Procrastination, Late Days, Special Exceptions – Dog Ate My Homework

My Coursera class has started a thread about wanting extensions on assignments. I don’t have complex late day policies- I publish a deadline and don’t move it.

Here is my post to the thread:

I will be honest and tell you that there is no policy that I can come up with that will make everyone happy. Last summer I taught the class and had late days. People would use up all the late days in the first two weeks and then threads like this would start about “we need more late days”, “the software is broken and misleading” , or “late days are a mess – can I have four more?” etc etc. I have agonized over this a lot and this is what I conclude:

Some people procrastinate and some people do not procrastinate. Procrastinating is not bad (I do it all the time). But when you procrastinate – you add risk. The only way anyone misses a deadline by 10 minutes is to have carefully calculated the latest possible time to do the quiz and then something turned out wrong. If the student did the work a day earlier – the time zone or a small network failure or the need to go pick the kids up from day care does not lead to a late assignment.

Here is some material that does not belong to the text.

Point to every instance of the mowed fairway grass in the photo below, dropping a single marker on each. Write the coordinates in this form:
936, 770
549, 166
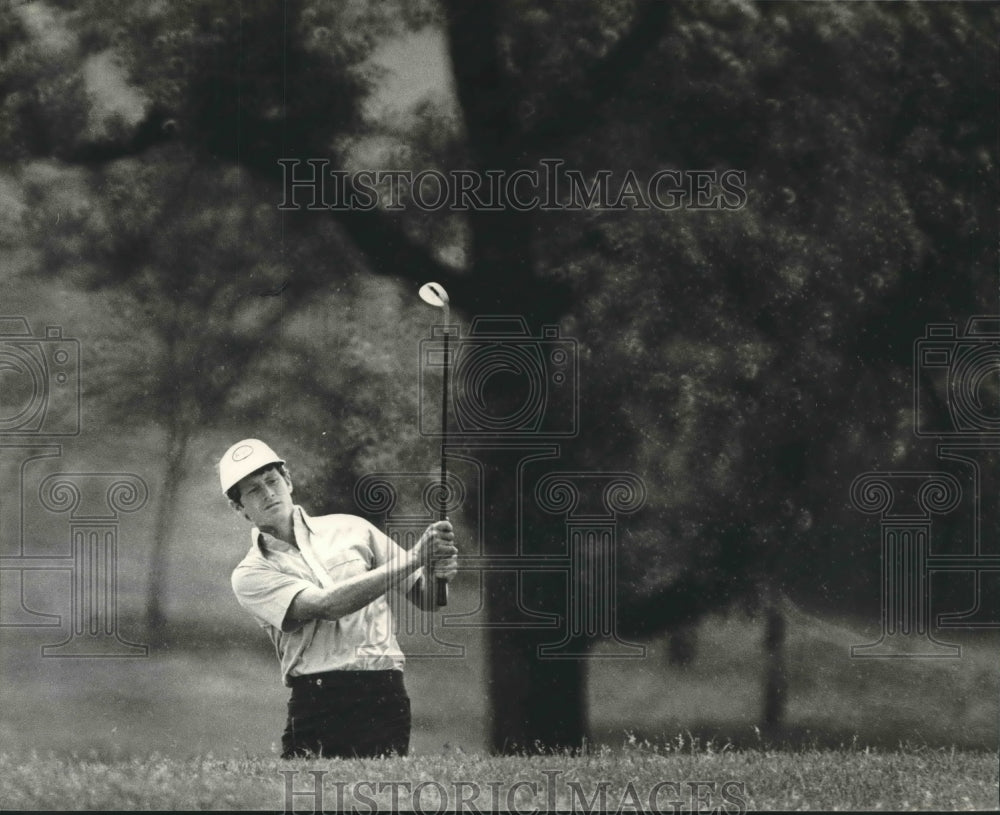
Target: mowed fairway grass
629, 779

Those who procrastinate will take any late days and just add that to the deadline and start working right before the deadline + late days – and then some thing goes wrong and they still need an extension.

People who don’t procrastinate – don’t need late days. They have a little extra time built in to cover for little things in the software or important things that take priority in their life.

But I am not 100% anti-procrastination – as I said I do it all the time. If you miss the deadline on a quiz or two – just let it go and keep up from that point on. In the previous three times I have taught the course, one or two late quizzes has *never* been the reason that folks don’t earn a certificate. Those that don’t earn a certificate – miss 50% of the class usually.

At the end of the class I do several pre-calculations of the overall grades and look at those who are “close” – sometimes I adjust the grading if it appeared that a bunch of students who worked hard during the entire class and missed a few points – I will change the grading scheme a bit.

So instead of advocating for adjustments – just make sure the rest of the quizzes are done on time. I assure you things will work out.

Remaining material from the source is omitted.